Backward call produces RuntimeError at the second iteration

user111 · March 24, 2019, 4:54pm

Hello. I am not sure why my code produces the error. I dont think that I should use the retain_graph=True feature but I am not sure how else to fix my problem.

It works good the first time but for some reason it tries to go to the old graph even though I calculate all tensors from the loss function new. I would assume that the problem is because of the Trajectory object (net_outcome_values and net_probs have required_grad=True), but I am not sure how to fix it. Any help is greatly appreciated!
Error: RuntimeError: Trying to backward through the graph a second time, but the buffers have already been freed. Specify retain_graph=True when calling backward the first time.

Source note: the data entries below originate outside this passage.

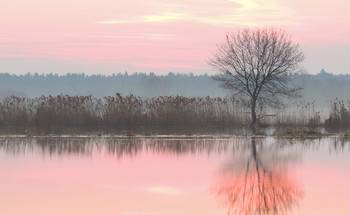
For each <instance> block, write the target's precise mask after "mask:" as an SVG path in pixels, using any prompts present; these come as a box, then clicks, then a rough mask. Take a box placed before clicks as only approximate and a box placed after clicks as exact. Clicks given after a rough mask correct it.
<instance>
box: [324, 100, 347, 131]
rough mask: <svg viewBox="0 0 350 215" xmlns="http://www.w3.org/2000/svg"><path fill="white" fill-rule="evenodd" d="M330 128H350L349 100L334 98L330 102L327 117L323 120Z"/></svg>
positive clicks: (336, 128)
mask: <svg viewBox="0 0 350 215" xmlns="http://www.w3.org/2000/svg"><path fill="white" fill-rule="evenodd" d="M325 125H326V128H328V129H330V130H334V129H337V130H339V129H340V130H343V129H348V128H350V101H349V100H348V101H345V102H344V101H343V100H339V99H337V98H336V99H335V100H333V101H332V102H331V108H330V114H329V118H328V119H327V120H326V121H325Z"/></svg>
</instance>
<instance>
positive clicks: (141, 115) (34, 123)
mask: <svg viewBox="0 0 350 215" xmlns="http://www.w3.org/2000/svg"><path fill="white" fill-rule="evenodd" d="M248 121H249V114H247V113H246V104H244V103H242V102H241V101H239V100H235V99H234V98H211V97H205V98H202V97H183V96H160V97H156V98H151V99H141V98H140V97H136V96H134V95H132V94H131V95H127V96H122V95H121V94H119V93H117V94H116V95H115V96H108V97H104V98H102V99H98V98H93V97H92V96H69V95H58V96H41V97H37V98H33V99H31V98H20V97H16V96H10V97H7V98H5V99H4V100H3V101H2V102H1V103H0V126H22V127H36V128H51V127H73V128H74V127H96V126H104V127H135V126H235V125H244V124H246V123H247V122H248Z"/></svg>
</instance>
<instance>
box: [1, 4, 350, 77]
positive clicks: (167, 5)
mask: <svg viewBox="0 0 350 215" xmlns="http://www.w3.org/2000/svg"><path fill="white" fill-rule="evenodd" d="M1 1H2V2H1V8H2V10H1V13H0V28H1V31H0V71H1V72H9V73H17V74H19V73H27V72H32V73H34V72H38V73H50V72H53V73H59V74H64V73H67V72H78V73H81V72H85V73H87V74H97V73H103V74H112V73H118V72H122V73H123V72H125V71H128V72H130V73H134V72H146V73H147V72H155V73H157V74H167V73H168V72H175V73H177V72H179V73H187V72H193V73H195V74H200V73H204V72H207V73H210V74H213V73H214V72H213V71H211V69H210V67H209V66H208V65H207V64H206V60H207V59H208V57H210V56H211V55H212V53H213V52H215V45H216V44H217V43H219V42H221V41H222V40H223V39H224V35H225V34H226V33H227V32H230V31H232V30H233V29H234V28H235V27H241V26H252V27H264V26H273V27H280V28H283V29H285V30H286V31H287V32H288V33H290V34H291V35H292V36H293V39H294V41H295V42H298V43H300V44H301V45H302V47H303V49H304V52H305V55H306V60H305V62H304V63H303V65H302V66H303V67H304V69H305V70H306V71H307V72H309V73H318V72H319V71H320V70H321V69H322V68H325V69H326V71H327V72H331V73H335V74H337V73H350V61H349V60H348V59H349V58H350V54H349V53H350V52H349V51H348V50H349V49H350V27H349V26H350V13H349V12H348V11H349V9H350V3H349V1H345V0H338V1H315V0H309V1H301V0H264V1H261V0H202V1H195V0H187V1H183V0H176V1H175V0H150V1H137V0H118V1H115V0H99V1H83V0H50V1H44V0H1ZM335 3H336V4H335Z"/></svg>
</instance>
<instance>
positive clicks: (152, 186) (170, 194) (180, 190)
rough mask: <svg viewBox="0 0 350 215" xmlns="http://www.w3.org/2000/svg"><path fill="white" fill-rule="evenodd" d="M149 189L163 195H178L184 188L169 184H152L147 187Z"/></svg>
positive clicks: (150, 191)
mask: <svg viewBox="0 0 350 215" xmlns="http://www.w3.org/2000/svg"><path fill="white" fill-rule="evenodd" d="M147 191H148V192H151V193H155V194H163V195H178V194H181V193H182V190H180V189H177V188H174V187H168V186H151V187H148V188H147Z"/></svg>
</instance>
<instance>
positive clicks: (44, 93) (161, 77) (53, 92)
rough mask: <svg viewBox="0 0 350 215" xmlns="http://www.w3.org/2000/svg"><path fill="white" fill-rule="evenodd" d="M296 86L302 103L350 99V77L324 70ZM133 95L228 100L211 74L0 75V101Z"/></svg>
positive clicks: (293, 74) (35, 74) (293, 77)
mask: <svg viewBox="0 0 350 215" xmlns="http://www.w3.org/2000/svg"><path fill="white" fill-rule="evenodd" d="M291 76H293V78H294V79H295V82H296V84H297V85H299V86H302V87H303V88H304V90H303V92H302V94H303V98H302V100H305V101H308V102H312V101H314V102H315V105H316V107H322V108H329V106H330V103H331V100H332V99H334V98H336V97H337V98H339V99H340V100H348V99H350V95H349V92H350V75H332V74H329V73H326V72H325V71H324V70H322V71H321V72H320V73H319V74H317V75H310V74H302V73H300V74H292V75H291ZM115 92H119V93H122V94H123V95H128V94H133V95H137V96H140V97H141V98H153V97H158V96H176V95H180V96H185V97H206V96H210V97H229V96H231V95H230V92H229V91H225V90H223V89H221V88H220V87H219V86H218V84H217V83H216V82H215V81H213V80H212V78H211V76H210V75H207V74H203V75H193V74H174V73H169V74H168V75H162V76H160V75H155V74H153V73H151V74H144V73H139V74H127V73H124V74H121V73H119V74H115V75H110V76H105V75H89V76H88V75H85V74H67V75H57V74H47V75H39V74H26V75H10V74H7V73H0V99H1V98H2V99H3V98H5V97H6V96H9V95H17V96H20V97H29V98H34V97H39V96H41V95H46V96H48V95H53V96H57V95H60V94H68V95H85V96H87V95H92V96H93V97H96V98H103V97H106V96H109V95H113V94H115Z"/></svg>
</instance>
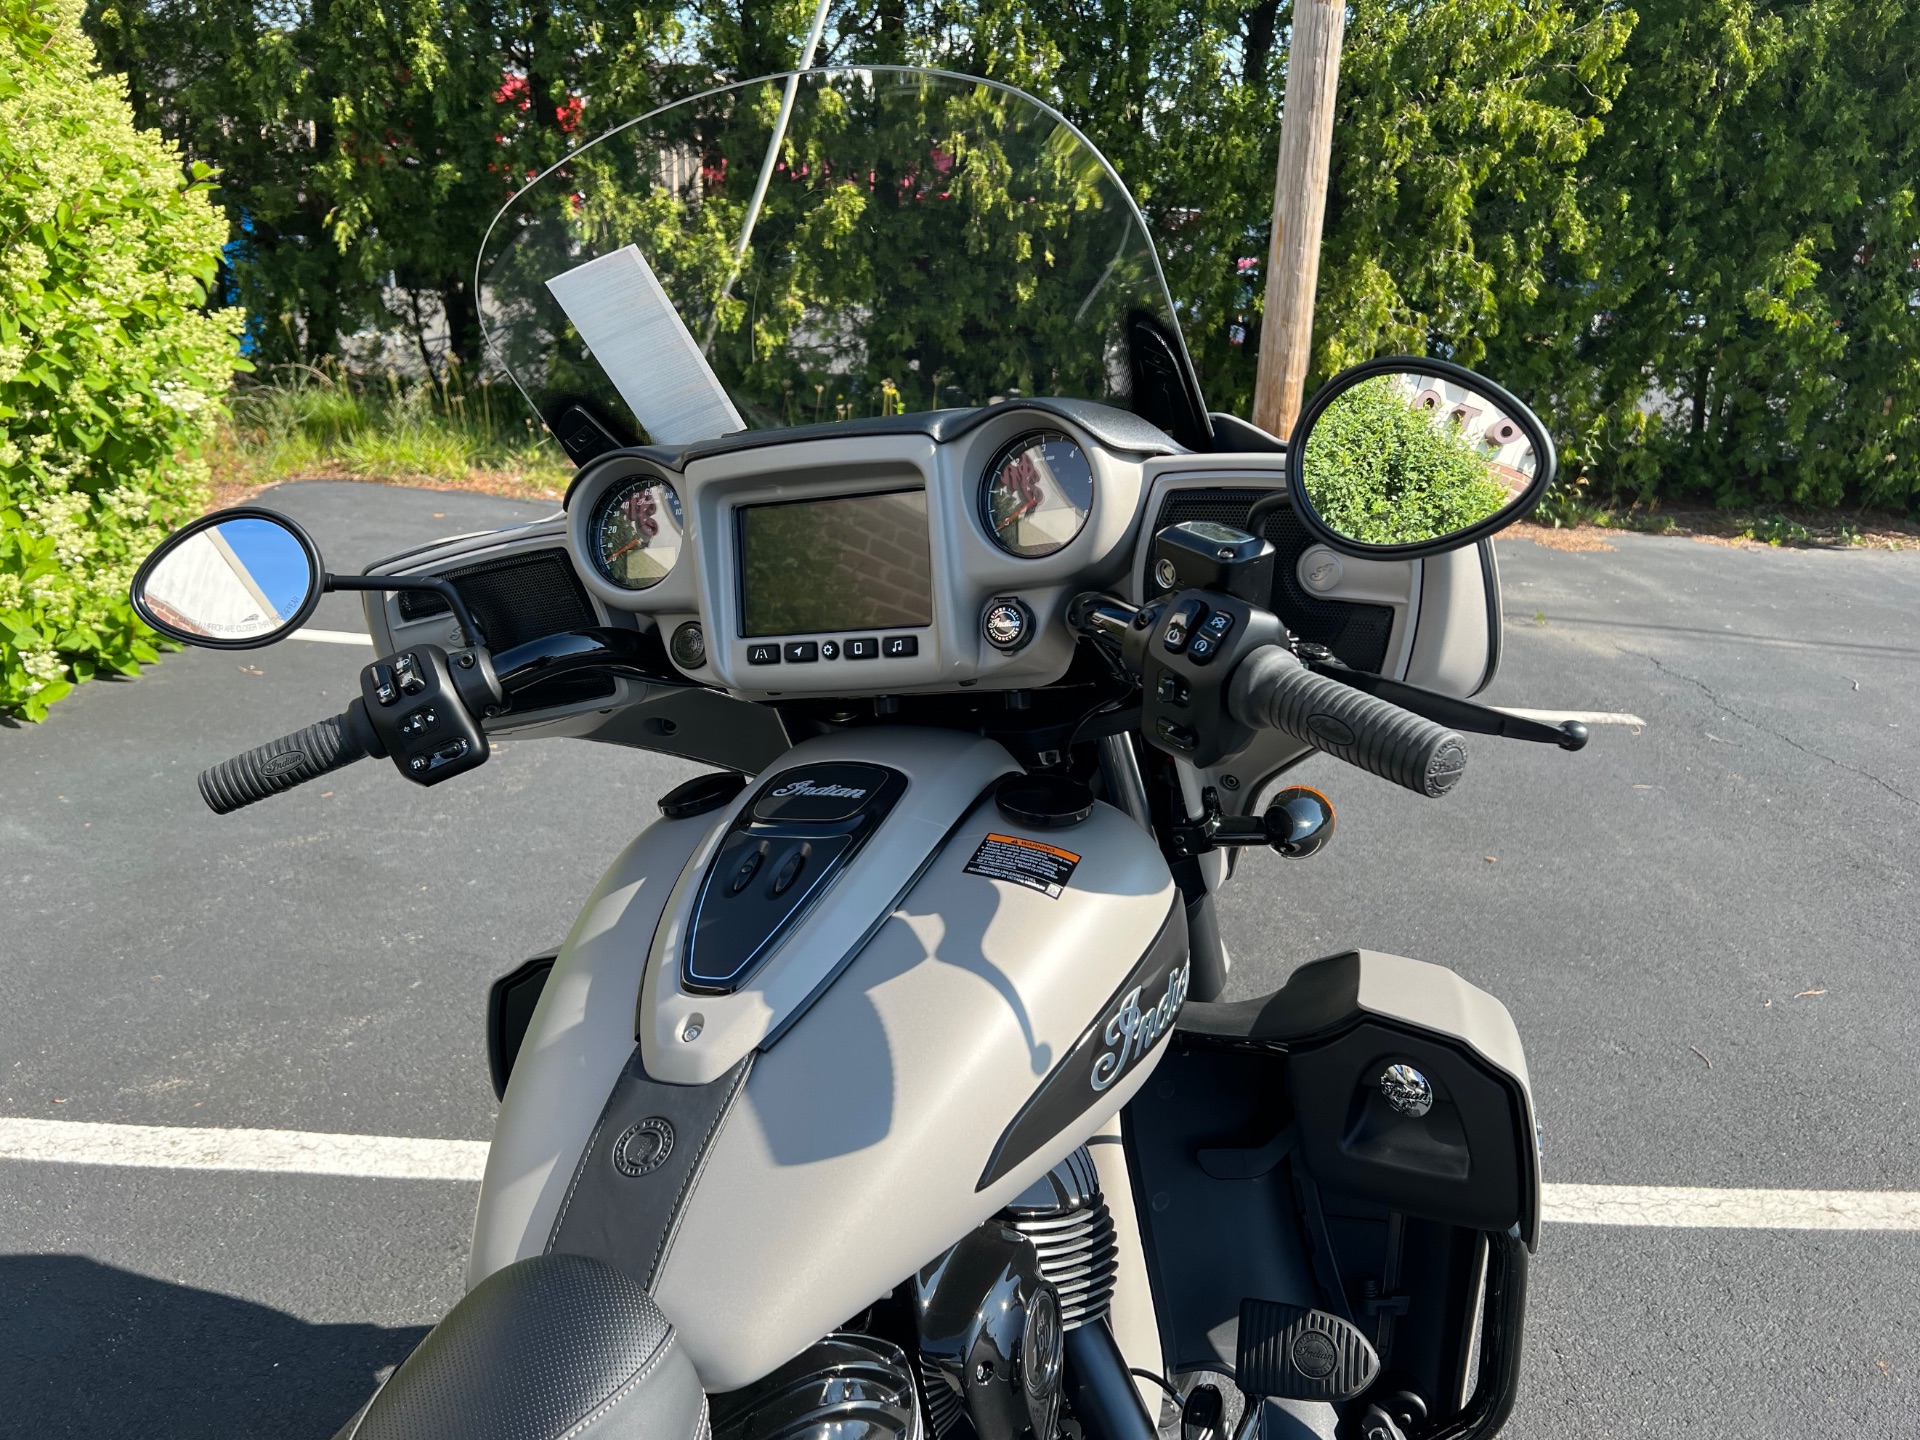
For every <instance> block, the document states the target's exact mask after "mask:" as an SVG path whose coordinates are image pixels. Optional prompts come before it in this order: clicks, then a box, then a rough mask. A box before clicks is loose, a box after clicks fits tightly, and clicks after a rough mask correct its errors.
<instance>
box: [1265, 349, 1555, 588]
mask: <svg viewBox="0 0 1920 1440" xmlns="http://www.w3.org/2000/svg"><path fill="white" fill-rule="evenodd" d="M1286 472H1288V486H1290V490H1292V495H1294V507H1296V509H1298V513H1300V516H1302V520H1304V522H1306V526H1308V528H1309V530H1313V532H1315V534H1317V536H1319V538H1321V540H1325V541H1329V543H1332V545H1336V547H1338V549H1346V551H1350V553H1361V555H1379V557H1388V555H1404V557H1405V555H1434V553H1440V551H1448V549H1455V547H1459V545H1467V543H1471V541H1475V540H1480V538H1482V536H1490V534H1492V532H1496V530H1500V528H1503V526H1507V524H1513V522H1515V520H1519V518H1521V516H1523V515H1526V513H1528V511H1530V509H1532V507H1534V505H1536V503H1538V501H1540V495H1542V493H1544V492H1546V488H1548V484H1551V480H1553V442H1551V440H1549V438H1548V432H1546V428H1544V426H1542V424H1540V420H1538V419H1534V413H1532V411H1530V409H1526V405H1523V403H1521V401H1519V399H1515V397H1513V396H1509V394H1507V392H1505V390H1501V388H1500V386H1496V384H1494V382H1492V380H1484V378H1480V376H1476V374H1475V372H1473V371H1465V369H1461V367H1459V365H1452V363H1448V361H1434V359H1417V357H1405V355H1396V357H1390V359H1377V361H1367V363H1365V365H1356V367H1354V369H1350V371H1342V372H1340V374H1336V376H1334V378H1332V380H1329V382H1327V384H1325V386H1323V388H1321V390H1319V394H1315V396H1313V399H1311V401H1308V407H1306V411H1302V415H1300V424H1298V426H1294V440H1292V444H1290V445H1288V457H1286Z"/></svg>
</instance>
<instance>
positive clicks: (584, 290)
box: [547, 246, 747, 445]
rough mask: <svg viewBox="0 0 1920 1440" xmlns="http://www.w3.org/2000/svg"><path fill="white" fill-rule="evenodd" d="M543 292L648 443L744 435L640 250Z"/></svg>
mask: <svg viewBox="0 0 1920 1440" xmlns="http://www.w3.org/2000/svg"><path fill="white" fill-rule="evenodd" d="M547 290H551V292H553V298H555V300H557V301H561V309H564V311H566V319H568V321H572V323H574V328H576V330H578V332H580V338H582V340H586V342H588V349H591V351H593V359H597V361H599V367H601V369H603V371H607V378H609V380H612V384H614V390H618V392H620V399H624V401H626V403H628V407H630V409H632V411H634V417H636V419H637V420H639V422H641V424H643V426H645V428H647V438H649V440H651V442H653V444H657V445H684V444H687V442H693V440H712V438H714V436H724V434H730V432H733V430H745V428H747V422H745V420H743V419H739V411H735V409H733V401H732V399H728V394H726V386H722V384H720V376H718V374H714V367H712V365H708V363H707V357H705V355H701V348H699V346H697V344H695V340H693V336H691V334H687V326H685V321H682V319H680V311H676V309H674V301H670V300H668V298H666V290H662V288H660V280H659V276H655V273H653V267H651V265H647V261H645V257H643V255H641V253H639V248H637V246H628V248H626V250H616V252H612V253H611V255H601V257H599V259H589V261H588V263H586V265H580V267H576V269H570V271H566V273H564V275H555V276H553V278H551V280H547Z"/></svg>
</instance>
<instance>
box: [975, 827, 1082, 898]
mask: <svg viewBox="0 0 1920 1440" xmlns="http://www.w3.org/2000/svg"><path fill="white" fill-rule="evenodd" d="M1077 864H1079V856H1077V854H1073V851H1062V849H1060V847H1058V845H1041V843H1039V841H1029V839H1021V837H1020V835H987V839H983V841H981V843H979V849H977V851H973V858H972V860H968V862H966V872H968V874H970V876H985V877H987V879H1010V881H1014V883H1016V885H1025V887H1027V889H1029V891H1039V893H1041V895H1048V897H1052V899H1056V900H1058V899H1060V891H1064V889H1066V883H1068V881H1069V879H1073V866H1077Z"/></svg>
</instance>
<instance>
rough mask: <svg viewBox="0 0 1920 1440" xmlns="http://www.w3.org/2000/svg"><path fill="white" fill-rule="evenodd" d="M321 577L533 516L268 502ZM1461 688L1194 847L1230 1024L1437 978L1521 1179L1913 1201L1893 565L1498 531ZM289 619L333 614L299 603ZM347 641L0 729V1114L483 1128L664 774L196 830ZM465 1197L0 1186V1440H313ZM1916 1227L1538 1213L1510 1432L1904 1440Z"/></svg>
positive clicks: (438, 1134)
mask: <svg viewBox="0 0 1920 1440" xmlns="http://www.w3.org/2000/svg"><path fill="white" fill-rule="evenodd" d="M269 503H275V505H278V507H280V509H286V511H288V513H292V515H296V516H298V518H301V520H303V522H307V524H309V526H311V528H313V532H315V534H317V538H319V541H321V545H323V549H324V553H326V557H328V563H330V564H332V568H336V570H348V568H359V566H361V564H365V563H367V561H371V559H376V557H378V555H384V553H392V551H397V549H407V547H411V545H417V543H424V541H428V540H434V538H440V536H445V534H453V532H461V530H476V528H486V526H497V524H507V522H513V520H520V518H532V516H534V515H540V513H541V511H543V509H551V507H541V505H520V503H511V501H501V499H492V497H482V495H463V493H447V492H419V490H399V488H374V486H351V484H324V482H309V484H298V486H286V488H282V490H280V492H278V493H275V495H273V497H271V499H269ZM1500 563H1501V572H1503V580H1505V595H1507V626H1505V664H1503V670H1501V674H1500V680H1498V682H1496V685H1494V689H1492V691H1490V693H1488V695H1486V697H1484V699H1488V701H1492V703H1496V705H1513V707H1534V708H1565V710H1615V712H1632V714H1638V716H1642V718H1644V720H1645V726H1644V728H1624V726H1605V728H1596V735H1594V741H1592V745H1590V747H1588V749H1586V751H1582V753H1578V755H1567V753H1561V751H1557V749H1548V747H1534V745H1521V743H1511V741H1505V743H1503V741H1486V739H1480V741H1475V743H1473V747H1471V749H1473V762H1471V768H1469V774H1467V780H1465V783H1463V785H1461V789H1459V791H1457V793H1455V795H1453V797H1450V799H1446V801H1444V803H1423V801H1417V799H1413V797H1411V795H1407V793H1404V791H1398V789H1394V787H1390V785H1386V783H1382V781H1377V780H1373V778H1369V776H1365V774H1359V772H1356V770H1350V768H1346V766H1338V764H1334V762H1327V760H1315V762H1309V764H1308V766H1304V768H1302V772H1300V774H1302V778H1304V780H1308V781H1309V783H1317V785H1321V787H1323V789H1325V791H1327V793H1329V795H1331V797H1332V801H1334V804H1336V806H1338V814H1340V833H1338V837H1336V841H1334V843H1332V847H1329V851H1327V852H1325V854H1321V856H1315V858H1313V860H1294V862H1286V860H1279V858H1273V856H1269V854H1263V852H1261V854H1248V856H1244V860H1242V864H1240V870H1238V874H1236V879H1235V885H1233V889H1231V891H1229V893H1227V897H1225V906H1223V922H1225V929H1227V941H1229V947H1231V948H1233V954H1235V958H1236V970H1235V975H1233V987H1235V993H1238V995H1254V993H1261V991H1267V989H1271V987H1273V985H1277V983H1279V981H1281V979H1283V977H1284V973H1286V972H1288V970H1290V968H1292V966H1294V964H1298V962H1302V960H1308V958H1313V956H1317V954H1327V952H1332V950H1338V948H1346V947H1350V945H1367V947H1371V948H1380V950H1394V952H1400V954H1411V956H1421V958H1427V960H1436V962H1442V964H1448V966H1453V968H1457V970H1459V972H1461V973H1465V975H1467V977H1469V979H1473V981H1475V983H1478V985H1484V987H1486V989H1490V991H1494V993H1496V995H1500V996H1501V998H1503V1000H1505V1002H1507V1006H1509V1008H1511V1010H1513V1014H1515V1018H1517V1021H1519V1025H1521V1033H1523V1037H1524V1041H1526V1048H1528V1062H1530V1068H1532V1079H1534V1089H1536V1098H1538V1104H1540V1117H1542V1125H1544V1137H1546V1165H1548V1179H1551V1181H1580V1183H1617V1185H1703V1187H1814V1188H1868V1190H1916V1188H1920V1129H1916V1125H1914V1092H1912V1085H1910V1073H1912V1062H1914V1054H1916V1039H1920V1006H1916V1000H1920V972H1916V962H1920V931H1916V924H1914V918H1916V914H1920V906H1916V893H1914V874H1916V860H1920V826H1916V812H1920V758H1916V749H1914V741H1916V739H1920V735H1916V733H1914V732H1916V730H1920V622H1916V616H1920V557H1916V555H1889V553H1866V551H1841V553H1824V551H1738V549H1728V547H1716V545H1703V543H1693V541H1686V540H1655V538H1640V536H1622V538H1620V540H1619V541H1617V549H1613V551H1603V553H1565V551H1553V549H1544V547H1540V545H1534V543H1532V541H1530V540H1526V538H1519V540H1501V541H1500ZM309 624H311V626H321V628H336V630H355V628H359V614H357V605H355V601H351V599H349V597H328V599H326V601H323V605H321V611H319V612H317V614H315V616H313V620H309ZM365 659H367V653H363V651H359V649H355V647H348V645H321V643H298V641H288V643H282V645H278V647H273V649H267V651H250V653H215V651H194V653H186V655H173V657H169V659H167V660H165V662H163V664H159V666H156V668H150V670H148V672H146V674H144V676H142V678H140V680H138V682H131V684H127V682H96V684H90V685H84V687H81V689H79V691H77V693H75V695H73V697H71V699H67V701H61V703H60V705H58V707H54V712H52V716H50V718H48V720H46V722H44V724H42V726H13V728H0V983H4V995H6V1004H0V1116H27V1117H58V1119H75V1121H123V1123H144V1125H194V1127H244V1125H253V1127H280V1129H300V1131H332V1133H369V1135H419V1137H442V1139H470V1140H484V1139H488V1135H490V1133H492V1119H493V1096H492V1091H490V1087H488V1079H486V1058H484V1037H482V1025H480V1021H482V1010H484V998H486V985H488V983H490V981H492V979H493V977H495V975H497V973H501V972H505V970H509V968H511V966H513V964H516V962H518V960H520V958H524V956H526V954H534V952H538V950H541V948H549V947H553V945H557V943H559V939H561V937H563V935H564V931H566V927H568V924H570V922H572V918H574V914H576V910H578V906H580V902H582V900H584V899H586V895H588V891H589V889H591V887H593V883H595V879H597V876H599V872H601V868H603V866H605V864H607V862H609V860H611V858H612V856H614V854H616V852H618V849H620V847H622V845H624V843H626V841H628V839H630V837H632V835H634V833H636V831H637V829H639V828H641V826H645V824H647V822H649V820H651V816H653V801H655V797H659V795H660V793H662V791H664V789H668V787H670V785H672V783H676V781H678V780H682V778H685V776H689V774H693V772H695V766H689V764H685V762H680V760H672V758H664V756H653V755H645V753H639V751H624V749H614V747H599V745H584V743H564V741H532V743H507V745H505V747H503V749H501V753H499V755H495V756H493V760H492V762H490V764H488V766H486V768H482V770H478V772H474V774H472V776H467V778H463V780H461V781H457V783H451V785H444V787H438V789H432V791H419V789H415V787H411V785H405V783H399V781H397V780H396V778H394V776H392V774H388V772H386V768H384V766H372V764H363V766H355V768H349V770H344V772H338V774H336V776H330V778H328V780H326V781H323V783H317V785H307V787H303V789H300V791H294V793H290V795H284V797H278V799H275V801H273V803H269V804H261V806H253V808H250V810H242V812H238V814H232V816H225V818H217V816H213V814H209V812H207V810H205V806H204V804H202V803H200V797H198V795H196V791H194V776H196V774H198V772H200V770H202V768H204V766H207V764H211V762H215V760H221V758H227V756H228V755H234V753H238V751H242V749H248V747H252V745H255V743H259V741H261V739H267V737H271V735H278V733H284V732H290V730H296V728H300V726H303V724H307V722H311V720H315V718H319V716H323V714H330V712H336V710H338V708H342V705H344V703H346V699H348V697H349V695H351V693H353V682H355V674H357V668H359V664H363V662H365ZM472 1200H474V1190H472V1187H470V1185H459V1183H445V1181H372V1179H346V1177H315V1175H265V1173H207V1171H200V1173H194V1171H161V1169H115V1167H83V1165H60V1164H40V1162H0V1434H15V1432H17V1434H36V1436H61V1434H71V1436H108V1434H113V1436H123V1434H156V1436H234V1434H269V1432H271V1434H275V1436H315V1438H317V1440H324V1436H328V1434H332V1430H334V1427H338V1423H340V1421H342V1419H344V1417H346V1415H348V1413H349V1411H351V1409H353V1405H357V1404H359V1400H361V1398H365V1394H367V1390H369V1388H371V1384H372V1382H374V1379H376V1375H378V1373H380V1371H382V1367H386V1365H392V1363H397V1359H401V1357H403V1356H405V1352H407V1350H409V1348H411V1346H413V1344H415V1342H417V1340H419V1336H420V1334H424V1329H426V1327H428V1325H430V1323H432V1321H434V1319H438V1317H440V1315H442V1313H444V1311H445V1309H447V1306H451V1304H453V1300H455V1298H457V1296H459V1292H461V1273H463V1261H465V1248H467V1238H468V1227H470V1217H472ZM1916 1281H1920V1235H1914V1233H1805V1231H1703V1229H1692V1231H1672V1229H1613V1227H1584V1225H1549V1227H1548V1231H1546V1236H1544V1240H1542V1248H1540V1254H1538V1258H1536V1263H1534V1271H1532V1284H1534V1304H1532V1308H1530V1321H1528V1323H1530V1336H1528V1352H1526V1369H1524V1388H1523V1398H1521V1405H1519V1411H1517V1415H1515V1419H1513V1423H1511V1425H1509V1428H1507V1434H1511V1436H1528V1438H1532V1436H1542V1438H1544V1436H1555V1438H1559V1436H1668V1434H1676V1432H1682V1430H1693V1428H1707V1430H1709V1432H1715V1434H1738V1436H1905V1434H1920V1338H1916V1334H1920V1331H1916V1327H1914V1311H1916V1302H1914V1300H1912V1294H1914V1290H1916Z"/></svg>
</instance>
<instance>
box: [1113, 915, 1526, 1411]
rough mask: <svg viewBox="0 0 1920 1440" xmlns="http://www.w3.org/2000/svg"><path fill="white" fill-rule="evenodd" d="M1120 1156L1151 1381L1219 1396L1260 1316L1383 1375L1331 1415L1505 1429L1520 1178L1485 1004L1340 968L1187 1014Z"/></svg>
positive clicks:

Kushaj · March 26, 2019, 10:50am

It is pytorch fault for this. When you call .backward() pytorch deleted all the intermediate results, so as to preserve memory, which also results in the deletion of the computation graph. In your example you first created your computation graph, then you called lossfn.backward(), after that you don’t have the graph and so not gradients can flow.

To avoid this situation you should use retain_graph=True at the last step i.e. lossfn.backward(retain_graph=True), just remember to zero your gradients before that.

user111 · March 30, 2019, 1:54pm

Hey, so the problem is that I only take a part of the net_outcome_values. So when I want to take another batch of that tensor pytorch already backpropagated through that and the error is thrown. I solved the problem by calculating each v and the net_probs directly there and dont save them earlier in my program.
Still, the question remains: If I have a problem where I need to save the network outputs earlier and want to sample them in batches, is my only option to use retain_graph=True ? Is there even such a use case?
I tried retain_graph=True but the time stacked up so fast to a point where it was not possible to use this method.
Thanks for your answer though, really appreciate it!